L'obsidienne est une roche volcanique vitreuse foncée qui offre le tranchant le plus aiguisé disponible dans la nature. Les anciennes cultures méso-américaines appréciaient grandement les propriétés de l'obsidienne, qui était largement commercialisée dans toute la région. L'obsidienne était utilisée pour créer des outils, des armes et, lorsqu'elle était polie, pour fabriquer des miroirs et des incrustations décoratives dans des objets allant des bijoux aux masques rituels.
Propriétés et commerce
L'obsidienne (nom chimique : dioxyde de silice) est un type de roche volcanique créé lorsque la lave chaude refroidit et se solidifie si rapidement que les cristaux n'ont pas le temps de s'y former. Composée d'une variété de compositions chimiques, la plupart des obsidiennes sont à base de silice. L'obsidienne est généralement noire, mais elle peut se décliner en plusieurs teintes, comme le bleu-noir, le paon, l'acajou, et même des teintes beaucoup plus claires et verdâtres. Ces variations de couleur sont dues à la présence de minéraux comme l'hématite ou de minuscules bulles de gaz. Elle peut également présenter des mouchetures blanches de cristobalite (obsidienne flocon de neige).

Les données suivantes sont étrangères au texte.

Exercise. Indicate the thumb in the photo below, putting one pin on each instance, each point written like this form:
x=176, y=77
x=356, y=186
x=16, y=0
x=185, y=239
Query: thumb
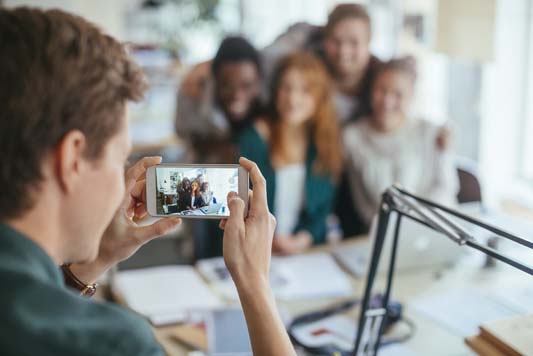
x=161, y=227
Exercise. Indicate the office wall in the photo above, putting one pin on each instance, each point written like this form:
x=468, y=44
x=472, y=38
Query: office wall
x=108, y=14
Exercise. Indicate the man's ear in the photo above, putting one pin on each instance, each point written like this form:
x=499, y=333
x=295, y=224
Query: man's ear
x=69, y=160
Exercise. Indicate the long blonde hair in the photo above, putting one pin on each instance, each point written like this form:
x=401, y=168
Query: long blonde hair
x=324, y=129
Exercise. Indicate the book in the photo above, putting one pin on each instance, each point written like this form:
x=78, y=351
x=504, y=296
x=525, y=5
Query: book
x=509, y=337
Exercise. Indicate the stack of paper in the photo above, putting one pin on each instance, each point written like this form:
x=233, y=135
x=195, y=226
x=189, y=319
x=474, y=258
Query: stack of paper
x=462, y=312
x=164, y=294
x=292, y=278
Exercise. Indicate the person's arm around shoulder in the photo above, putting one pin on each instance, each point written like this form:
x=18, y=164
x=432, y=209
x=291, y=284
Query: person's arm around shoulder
x=247, y=253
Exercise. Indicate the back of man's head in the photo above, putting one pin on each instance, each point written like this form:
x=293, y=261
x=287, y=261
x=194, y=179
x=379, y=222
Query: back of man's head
x=58, y=73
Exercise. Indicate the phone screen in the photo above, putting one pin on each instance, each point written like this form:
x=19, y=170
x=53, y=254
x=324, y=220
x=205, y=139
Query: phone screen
x=198, y=191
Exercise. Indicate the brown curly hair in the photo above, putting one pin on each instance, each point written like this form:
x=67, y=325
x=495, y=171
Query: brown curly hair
x=58, y=73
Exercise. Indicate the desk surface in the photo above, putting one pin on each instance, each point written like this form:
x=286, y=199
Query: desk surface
x=407, y=285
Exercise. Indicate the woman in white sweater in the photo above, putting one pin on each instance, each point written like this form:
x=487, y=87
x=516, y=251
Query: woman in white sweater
x=390, y=147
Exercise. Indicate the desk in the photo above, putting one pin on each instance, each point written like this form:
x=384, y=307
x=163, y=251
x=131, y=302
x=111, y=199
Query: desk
x=407, y=285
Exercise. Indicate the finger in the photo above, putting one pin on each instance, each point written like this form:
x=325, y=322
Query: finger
x=140, y=211
x=138, y=169
x=139, y=190
x=138, y=193
x=250, y=199
x=161, y=227
x=236, y=210
x=222, y=224
x=259, y=184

Malgré le manque de rareté de la matière première, les pièces travaillées en obsidienne étaient très prisées par toutes les cultures mésoaméricaines, des Olmèques aux Aztèques (alias Mexica), et c'était donc l'un des biens les plus anciens et les plus couramment échangés. L'obsidienne était particulièrement appréciée pour son tranchant extrêmement net, aussi tranchant que n'importe quelle lame de rasoir moderne (en effet, certaines procédures chirurgicales impliquent aujourd'hui l'utilisation de scalpels en obsidienne). L'obsidienne est facilement affinée en la frappant avec une pierre plus dure pour enlever les écailles le long des fractures conchoïdales (qui ressemblent à des coquillages). Son utilisation dans des armes et des outils de toutes sortes a conduit l'historien M. E. Miller à décrire l'obsidienne comme "l'acier du Nouveau Monde" (11). Ce matériau était également apprécié pour sa texture lisse et son éclat vitreux foncé inhabituel lorsqu'il était poli, ce que les anciens Mésoaméricains obtenaient généralement en utilisant du sable abrasif.

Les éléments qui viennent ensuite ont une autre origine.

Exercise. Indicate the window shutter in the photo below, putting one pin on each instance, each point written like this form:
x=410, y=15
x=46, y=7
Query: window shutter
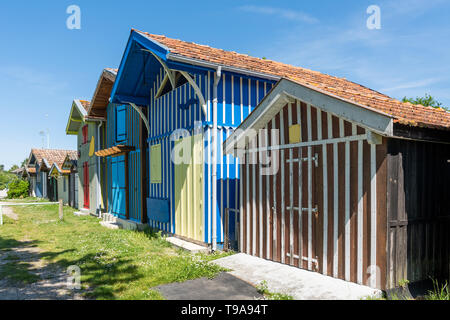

Comme pour d'autres matériaux recherchés tels que le jade et la turquoise en Mésoamérique, les variétés les plus inhabituelles d'obsidienne étaient les plus prisées. Un type d'obsidienne rare, de couleur vert olive, était obtenu dans les mines de la Sierra de las Navajas à Pachuca, et la ville voisine de Tula (alias Tollan) devint un important centre de commerce de l'obsidienne. Tula était la capitale de la civilisation toltèque qui prospéra dans le centre du Mexique entre le Xe et le milieu du XIIe siècle. Le nombre d'ateliers d'obsidienne à Tula a conduit les historiens à estimer qu'environ 40 % de la population totale de Tula, soit 30 à 40 000 personnes, travaillait l'obsidienne pour les besoins de la ville et pour le commerce.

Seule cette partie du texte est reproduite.